Availability Attacks: Unlearnable samples, adversarial poisoning
Defense Methods: Detection algorithms, data purification

Watermarking Techniques

Model Watermarking: Neural network copyright protection
Data Watermarking: Dataset ownership verification
Text Watermarking: Generated content detection in large language models

Technical Distinctions

This paper is the first to systematically apply watermarking techniques to data poisoning scenarios, providing theoretical guarantees and practical solutions.

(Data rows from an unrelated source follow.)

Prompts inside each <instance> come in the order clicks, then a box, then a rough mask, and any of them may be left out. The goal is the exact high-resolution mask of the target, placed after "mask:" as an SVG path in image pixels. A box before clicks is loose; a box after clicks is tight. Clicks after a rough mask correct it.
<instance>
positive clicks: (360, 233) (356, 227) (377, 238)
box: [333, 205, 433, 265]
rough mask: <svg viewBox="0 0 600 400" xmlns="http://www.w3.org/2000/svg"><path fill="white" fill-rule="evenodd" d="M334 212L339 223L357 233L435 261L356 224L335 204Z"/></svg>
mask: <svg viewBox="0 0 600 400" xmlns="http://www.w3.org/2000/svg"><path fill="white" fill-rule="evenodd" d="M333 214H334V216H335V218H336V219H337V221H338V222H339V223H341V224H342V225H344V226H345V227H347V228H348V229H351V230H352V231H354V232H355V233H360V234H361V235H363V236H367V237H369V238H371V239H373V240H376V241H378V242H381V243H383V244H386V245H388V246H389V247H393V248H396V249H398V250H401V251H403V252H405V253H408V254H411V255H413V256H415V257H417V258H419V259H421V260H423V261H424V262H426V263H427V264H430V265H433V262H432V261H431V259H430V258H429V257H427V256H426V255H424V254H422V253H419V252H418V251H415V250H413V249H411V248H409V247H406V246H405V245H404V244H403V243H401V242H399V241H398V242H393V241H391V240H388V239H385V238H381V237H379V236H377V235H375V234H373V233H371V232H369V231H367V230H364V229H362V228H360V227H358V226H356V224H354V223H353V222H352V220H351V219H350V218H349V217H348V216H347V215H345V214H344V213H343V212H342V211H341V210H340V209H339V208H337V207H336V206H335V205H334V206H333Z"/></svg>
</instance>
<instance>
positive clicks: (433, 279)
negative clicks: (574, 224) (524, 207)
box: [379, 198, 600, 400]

Conclusions and Discussion

Main Conclusions

Theoretical Contribution: Establishes theoretical framework for data poisoning watermarking
Practical Solutions: Provides two deployable watermarking methods
Performance Verification: Experiments confirm theoretical predictions
Application Value: Provides transparency and accountability for "benign" poisoning

Limitations

Unknown Necessary Conditions: Only provides sufficient conditions; necessary conditions require further research
Defense Vulnerability: Performance degradation against strong defense methods
Computational Overhead: Poisoning-concurrent watermarking requires additional computation time
Limited Scope: Primarily targets imperceptible poisoning attacks

Future Directions

Enhanced Robustness: Design watermarking schemes resistant to defenses
Necessary Conditions: Explore necessary conditions for watermark detectability
Efficiency Optimization: Reduce computational and storage overhead
Application Extension: Extend to more poisoning types and domains

In-Depth Evaluation

Strengths

Problem Importance: Addresses practical transparency needs in data poisoning
Theoretical Rigor: Provides comprehensive mathematical analysis and proofs
Methodological Innovation: First systematic combination of watermarking and poisoning techniques
Comprehensive Experiments: Full validation across multiple datasets, models, and attacks
Practical Value: Provides deployable solutions

Weaknesses

Insufficient Defense Consideration: Limited robustness against strong defense methods
Theoretical Completeness: Lacks necessary condition analysis
Limited Applicability: Primarily applicable to imperceptible attacks
Computational Efficiency: High overhead in certain scenarios

Impact

Academic Contribution: Pioneering combination of two important security domains
Practical Value: Provides new tools for AI safety and data protection
Theoretical Significance: Establishes new theoretical analysis framework
Industrial Application: Applicable to dataset copyright protection scenarios

Application Scenarios

Dataset Release: Copyright protection for open-source datasets
Artwork Protection: Preventing unauthorized use by generative AI
Enterprise Data Sharing: Internal data usage tracking
Academic Research: Source verification for research data

Technical Implementation Details

Algorithm Procedures

Post-Poisoning Watermarking Algorithm

def post_poisoning_watermark(poisoned_data, key, watermark_dims, budget):
    watermark = budget * sign(key[watermark_dims])
    watermarked_data = poisoned_data + watermark
    return watermarked_data

Detection Algorithm

def detect_watermark(suspect_data, key, threshold):
    detection_value = key.T @ suspect_data
    return 1 if detection_value > threshold else 0

Theoretical Guarantees

Based on McDiarmid's inequality, for post-poisoning watermarking:

When q > (2/ε_w)√(2d log(1/ω))
P(ζᵀ(x₁ + δ₁) > ζᵀx₂) > 1 - 2ω

Practical Deployment Considerations

Key Management: Support key rotation and HMAC authentication
Integrity Verification: SHA256 hashing ensures data integrity
Access Control: HTTPS-based secure key distribution
Scalability: Support large-scale dataset processing

Summary: This paper makes pioneering contributions at the intersection of data poisoning and watermarking techniques, providing not only rigorous theoretical analysis but also practical solutions. While there remains room for improvement in defense robustness and theoretical completeness, the problem it addresses has significant real-world importance, offering new research directions and tools for AI safety and data protection.